Cathedral"s "Edwiges Eyes" available for Listen
Wednesday, March 10, 2010 
A double album is always a curious read, and Cathedral’s ninth full-length, The Guessing Game, with which the legendary UK doom outfit celebrates their 20th anniversary, is no exception. All the more so considering The Guessing Game is so close to the 80-minute limit of what would fit on a regular compact disc that, if the band had nixed the two two-and-a-half-minute intros, the record would have fit easily. So it’s not like they’ve come up with such an abundance of material as a follow-up to 2005’s The Garden of Unearthly Delights, but the jeans are just a little too tight to hold what they’ve got. I think we’ve all been there at one time or another.
Please don’t take that as calling The Guessing Game bloated. As one of the bands who set the course for the genre of traditional doom with classic albums like 1993’s The Ethereal Mirror and 1995’s The Carnival Bizarre, they know what it takes to make a good record, and although I generally fall on the side of cut what you need to to make it work — to the point of agreeing with George Martin that The White Album should have been a single disc (would the world really miss “Rocky Raccoon” or “Revolution No. 9?”) — if after two decades of existence, Cathedral want to make a 2CD, I’m not about to fault them for doing so. After five years, I’m just happy to have a new record. Any issue of how to interpret whether to take it as one whole work or two separate albums is secondary to that. Maybe that’s The Guessing Game.
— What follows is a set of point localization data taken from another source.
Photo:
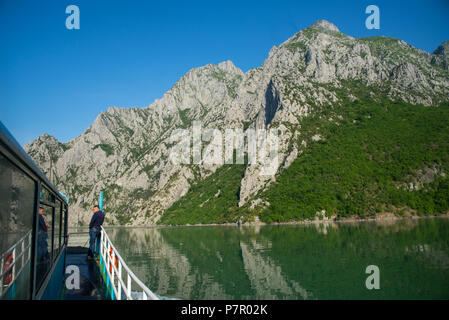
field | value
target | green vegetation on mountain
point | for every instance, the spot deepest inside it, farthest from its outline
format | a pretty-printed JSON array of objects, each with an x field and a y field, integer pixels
[
  {"x": 212, "y": 200},
  {"x": 369, "y": 155}
]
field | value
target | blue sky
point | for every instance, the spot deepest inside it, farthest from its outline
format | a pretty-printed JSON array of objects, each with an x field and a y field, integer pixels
[{"x": 128, "y": 53}]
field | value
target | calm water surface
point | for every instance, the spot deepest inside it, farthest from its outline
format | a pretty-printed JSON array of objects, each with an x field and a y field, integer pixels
[{"x": 291, "y": 261}]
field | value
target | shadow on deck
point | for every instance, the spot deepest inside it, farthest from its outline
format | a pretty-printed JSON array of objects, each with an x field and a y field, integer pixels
[{"x": 91, "y": 282}]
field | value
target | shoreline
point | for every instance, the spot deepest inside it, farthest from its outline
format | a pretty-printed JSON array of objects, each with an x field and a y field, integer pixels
[{"x": 377, "y": 218}]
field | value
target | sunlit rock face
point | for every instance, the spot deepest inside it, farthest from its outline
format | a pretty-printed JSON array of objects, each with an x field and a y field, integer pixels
[{"x": 126, "y": 150}]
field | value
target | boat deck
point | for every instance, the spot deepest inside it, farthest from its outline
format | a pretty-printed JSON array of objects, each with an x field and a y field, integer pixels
[{"x": 91, "y": 282}]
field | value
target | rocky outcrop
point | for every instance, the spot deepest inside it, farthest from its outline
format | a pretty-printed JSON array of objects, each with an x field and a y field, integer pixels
[{"x": 126, "y": 150}]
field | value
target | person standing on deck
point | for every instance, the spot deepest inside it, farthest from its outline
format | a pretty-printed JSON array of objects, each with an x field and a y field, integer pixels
[
  {"x": 42, "y": 237},
  {"x": 94, "y": 231}
]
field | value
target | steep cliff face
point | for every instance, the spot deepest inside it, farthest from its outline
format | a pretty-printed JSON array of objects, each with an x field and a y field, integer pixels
[{"x": 126, "y": 151}]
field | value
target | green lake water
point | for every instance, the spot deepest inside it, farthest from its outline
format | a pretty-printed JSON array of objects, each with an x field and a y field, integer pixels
[{"x": 326, "y": 261}]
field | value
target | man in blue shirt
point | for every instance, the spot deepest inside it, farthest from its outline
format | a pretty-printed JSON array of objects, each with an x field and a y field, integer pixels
[
  {"x": 42, "y": 236},
  {"x": 94, "y": 231}
]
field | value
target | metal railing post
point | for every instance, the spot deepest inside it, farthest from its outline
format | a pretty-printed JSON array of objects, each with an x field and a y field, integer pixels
[
  {"x": 1, "y": 278},
  {"x": 128, "y": 287},
  {"x": 119, "y": 296}
]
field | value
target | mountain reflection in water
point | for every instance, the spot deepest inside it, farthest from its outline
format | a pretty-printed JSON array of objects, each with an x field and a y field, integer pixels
[{"x": 322, "y": 261}]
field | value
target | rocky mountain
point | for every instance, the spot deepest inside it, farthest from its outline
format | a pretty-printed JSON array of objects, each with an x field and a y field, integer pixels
[{"x": 127, "y": 151}]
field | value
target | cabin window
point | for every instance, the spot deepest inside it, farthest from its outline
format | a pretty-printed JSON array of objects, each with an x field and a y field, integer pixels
[
  {"x": 44, "y": 243},
  {"x": 57, "y": 229},
  {"x": 17, "y": 200}
]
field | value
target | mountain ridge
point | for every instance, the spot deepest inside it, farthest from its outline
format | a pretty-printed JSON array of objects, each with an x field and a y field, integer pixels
[{"x": 126, "y": 150}]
In any case, the remaining original and principal members of the band, vocalist Lee Dorrian (whose back story by now shouldn’t need retelling) and guitarist Garry “Gaz” Jennings, both give remarkable performances throughout The Guessing Game. From “Funeral of Dreams” and down the line of the first disc’s material, Dorrian’s voice is a constant high point. Even as “Funeral of Dreams” pays bizarre homage to ritualistic ‘70s prog — think bands like Black Widow and Coven — Dorrian stays in character and on point vocally. And it’s a hearty “holy shit” moment nearly every time Jennings kicks into a solo, perhaps most especially on “Painting in the Dark.”
Cathedral has always worked a good dose of “weird” into their sound, so although “Funeral of Dreams” is jarring because it’s the first track (following the intro, “Immaculate Misconception”), it would be hard for it to be out of place, even next to the more rocking “Painting in the Dark,” which itself is followed by another change in “Death of an Anarchist,” which grooves slower and introduces a mellotron to amp up the prog feel and tie in with the following instrumental title track, where it’s more heavily featured (at three minutes, this could have been the intro for a single-disc version of the album and it would have worked really well leading into the heavy beginning of “Funeral of Dreams”). “Edwige’s Eyes” has a classic Cathedral feel and puts The Guessing Game’s most Sabbathian riff yet to good use in the chorus. Were it my job to pick a single, I might go with this one, since it’s got a memorable hook and is solid doom for all of its seven-minute duration.
Disc one ends in more ‘70s prog quirkiness, coming in the form of “Cats, Incense, Candles and Wine.” Where “Funeral of Dreams” took one aspect of those seminal acid rocking days — namely the ritual — “Cats, Incense, Candle and Wine” is more of the whole package. Again, Dorrian’s voice adjusts well. The Garden of Unearthly Delights was an engrossing but not really ambitious record. With all its sonic twists and turns, The Guessing Game has a clear striving sense that’s refreshing to consider in the context of the band’s 20 years. Perhaps the reason Dorrian and Jennings have been able to work together for so long is they’ve always wanted to try new things. Without lapsing into some kind of marriage-counseling tone, that’s obviously important to make any creative relationship work as well as theirs has.